Ein alter Mann schlurft, unter vielen anderen älteren Herrschaften, in brütender Hitze zum Schauplatz eines schon lange bekannten, aber immer wieder sensationellen Geschehens. Unterwegs lässt er sich mit einem der hier noch Eintrittskarten Feilbietenden auf ein Wortgefecht ein: „Ich war hier 1965, da kostete das noch zwölf D-Mark. Zwölf D-Mark!“ The times they are a-changin’.
Mehrere, die auch hier herumschlurfen, tragen passende Gedächtnis-T-Shirts: die Rolling Stones am 15. September 1965 in der Berliner Waldbühne. Das Lied „Satisfaction“ gab es damals schon; alle anderen Titel, die hier in den nächsten zwei Stunden mit sagenhafter Energie präsentiert werden, noch nicht.
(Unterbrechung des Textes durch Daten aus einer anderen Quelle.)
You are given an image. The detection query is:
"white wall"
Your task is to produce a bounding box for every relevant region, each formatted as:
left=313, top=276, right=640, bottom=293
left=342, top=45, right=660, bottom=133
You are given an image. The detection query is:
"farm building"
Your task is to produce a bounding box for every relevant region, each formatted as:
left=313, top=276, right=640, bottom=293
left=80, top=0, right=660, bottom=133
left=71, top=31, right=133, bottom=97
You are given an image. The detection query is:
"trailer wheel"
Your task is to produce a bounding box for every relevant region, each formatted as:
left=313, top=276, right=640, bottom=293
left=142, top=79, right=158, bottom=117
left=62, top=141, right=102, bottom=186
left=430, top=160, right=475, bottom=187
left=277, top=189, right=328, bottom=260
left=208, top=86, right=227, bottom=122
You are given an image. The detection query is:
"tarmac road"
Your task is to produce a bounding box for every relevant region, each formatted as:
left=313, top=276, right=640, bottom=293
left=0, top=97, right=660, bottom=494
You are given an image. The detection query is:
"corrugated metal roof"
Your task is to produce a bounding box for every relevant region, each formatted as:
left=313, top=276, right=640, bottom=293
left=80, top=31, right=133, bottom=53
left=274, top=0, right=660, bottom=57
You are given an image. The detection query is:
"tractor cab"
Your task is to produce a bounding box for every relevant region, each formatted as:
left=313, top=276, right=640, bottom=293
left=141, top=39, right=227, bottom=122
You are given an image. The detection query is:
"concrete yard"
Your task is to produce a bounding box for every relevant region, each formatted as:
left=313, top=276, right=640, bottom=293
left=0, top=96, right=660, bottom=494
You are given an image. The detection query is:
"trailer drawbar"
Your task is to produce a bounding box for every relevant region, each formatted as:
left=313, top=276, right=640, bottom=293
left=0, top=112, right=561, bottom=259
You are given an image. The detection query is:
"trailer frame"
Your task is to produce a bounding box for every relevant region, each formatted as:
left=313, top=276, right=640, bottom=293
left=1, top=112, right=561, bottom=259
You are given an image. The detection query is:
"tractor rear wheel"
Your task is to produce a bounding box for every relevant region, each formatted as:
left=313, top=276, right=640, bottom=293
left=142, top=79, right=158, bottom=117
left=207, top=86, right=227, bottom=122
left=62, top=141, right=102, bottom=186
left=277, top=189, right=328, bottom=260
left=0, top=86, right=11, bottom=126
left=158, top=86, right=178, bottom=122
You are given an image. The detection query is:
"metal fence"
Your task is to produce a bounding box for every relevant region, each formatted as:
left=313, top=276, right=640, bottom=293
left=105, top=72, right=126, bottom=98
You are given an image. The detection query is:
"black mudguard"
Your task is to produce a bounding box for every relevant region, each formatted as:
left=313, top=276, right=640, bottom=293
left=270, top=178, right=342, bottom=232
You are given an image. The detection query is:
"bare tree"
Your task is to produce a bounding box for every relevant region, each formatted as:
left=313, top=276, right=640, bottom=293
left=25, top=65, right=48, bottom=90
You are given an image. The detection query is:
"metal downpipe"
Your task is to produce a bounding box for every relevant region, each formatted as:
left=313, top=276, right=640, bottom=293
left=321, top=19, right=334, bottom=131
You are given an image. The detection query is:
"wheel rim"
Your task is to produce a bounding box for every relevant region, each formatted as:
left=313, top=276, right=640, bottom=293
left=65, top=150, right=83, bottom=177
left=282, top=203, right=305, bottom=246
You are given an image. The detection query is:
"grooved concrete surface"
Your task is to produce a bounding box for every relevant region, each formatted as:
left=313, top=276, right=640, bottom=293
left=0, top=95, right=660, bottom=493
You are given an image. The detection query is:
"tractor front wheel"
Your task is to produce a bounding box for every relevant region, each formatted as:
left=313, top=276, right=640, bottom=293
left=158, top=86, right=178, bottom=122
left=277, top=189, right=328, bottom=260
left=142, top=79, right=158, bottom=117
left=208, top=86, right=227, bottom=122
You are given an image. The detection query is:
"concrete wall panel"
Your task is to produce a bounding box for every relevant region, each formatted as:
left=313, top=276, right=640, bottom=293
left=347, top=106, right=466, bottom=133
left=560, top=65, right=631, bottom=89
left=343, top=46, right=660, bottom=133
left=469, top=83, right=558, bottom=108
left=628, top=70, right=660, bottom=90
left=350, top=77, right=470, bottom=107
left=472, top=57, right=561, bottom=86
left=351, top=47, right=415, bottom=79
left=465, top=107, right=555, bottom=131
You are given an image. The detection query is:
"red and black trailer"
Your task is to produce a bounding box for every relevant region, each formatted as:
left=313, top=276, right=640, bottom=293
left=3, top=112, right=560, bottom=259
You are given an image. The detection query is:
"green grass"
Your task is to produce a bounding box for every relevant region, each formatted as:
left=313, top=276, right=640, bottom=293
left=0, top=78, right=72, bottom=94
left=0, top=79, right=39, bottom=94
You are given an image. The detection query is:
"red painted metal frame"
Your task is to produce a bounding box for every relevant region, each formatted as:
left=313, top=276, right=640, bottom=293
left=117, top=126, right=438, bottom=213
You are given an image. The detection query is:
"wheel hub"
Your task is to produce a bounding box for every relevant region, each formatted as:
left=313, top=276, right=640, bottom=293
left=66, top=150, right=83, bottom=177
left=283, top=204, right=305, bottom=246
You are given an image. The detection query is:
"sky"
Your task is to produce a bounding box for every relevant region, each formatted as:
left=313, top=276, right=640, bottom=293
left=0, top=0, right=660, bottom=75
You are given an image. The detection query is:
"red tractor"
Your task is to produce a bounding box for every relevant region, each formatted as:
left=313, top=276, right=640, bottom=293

Mick Jagger „looks younger than ever“
Wie war das vor bald fünfzig Jahren, als die Rolling Stones hier auch schon auftraten, mit einem naturgemäß noch sehr beschränkten Repertoire? Es ging allerhand zu Bruch. Das tut es an diesem Juni-Abend nicht. Die Stimmung unter den einlaufenden Zuhörern ist behäbig-lässig; das ist dem Wetter, aber auch dem Alter geschuldet: kaum junge Leute. Was machen die an so einem Abend? Fleißig twittern? Chillen? Mick Jagger, der hier gleich im Glitzer-Jackett herumstolzieren und sich die Lunge aus dem Leib singen wird, dürfte einer der Fittesten sein.
Und dann, fast auf die Minute pünktlich, kommen sie: Ladies & Gentlemen, the Rolling Stones. Zum Aufwachen aus der trägen Döserei gleich mal „Start Me Up“, mit dreiunddreißig Jahren einer der jüngsten Titel. Mick Jagger looks, wie Freddie Frinton („Dinner For One“) sagen würde, younger than ever. Für die Gitarristen gilt das nicht, dafür gniedeln sich Keith Richards und Ronnie “immer noch der Neue” Wood aber im Laufe des Abends wieder einmal in den Rock-Olymp; desgleichen natürlich der ewig stoische, extrem verlässliche, lässig-wuchtig auf sein Schlagzeug draufhauende Charlie Watts.
Ein Lied für den Flughafen
„Hey, hey, you got me rockin’”, röhrt Jagger als nächstes, dann kommt schon „It’s Only Rock’n’Roll (But I Like It)”, dann “Tumblin’ Dice” und und und. Zwischendurch ist Zeit, sich auf Deutsch radebrechend über den nicht fertig werdenden Flughafen lustig zu machen – Jagger widmet „Waiting On A Friend“ zum Gaudi der Zuhörer BER –, britische Freundlichkeiten über den deutschen Fußball einzustreuen und ansonsten zu rocken, was das Zeug hält.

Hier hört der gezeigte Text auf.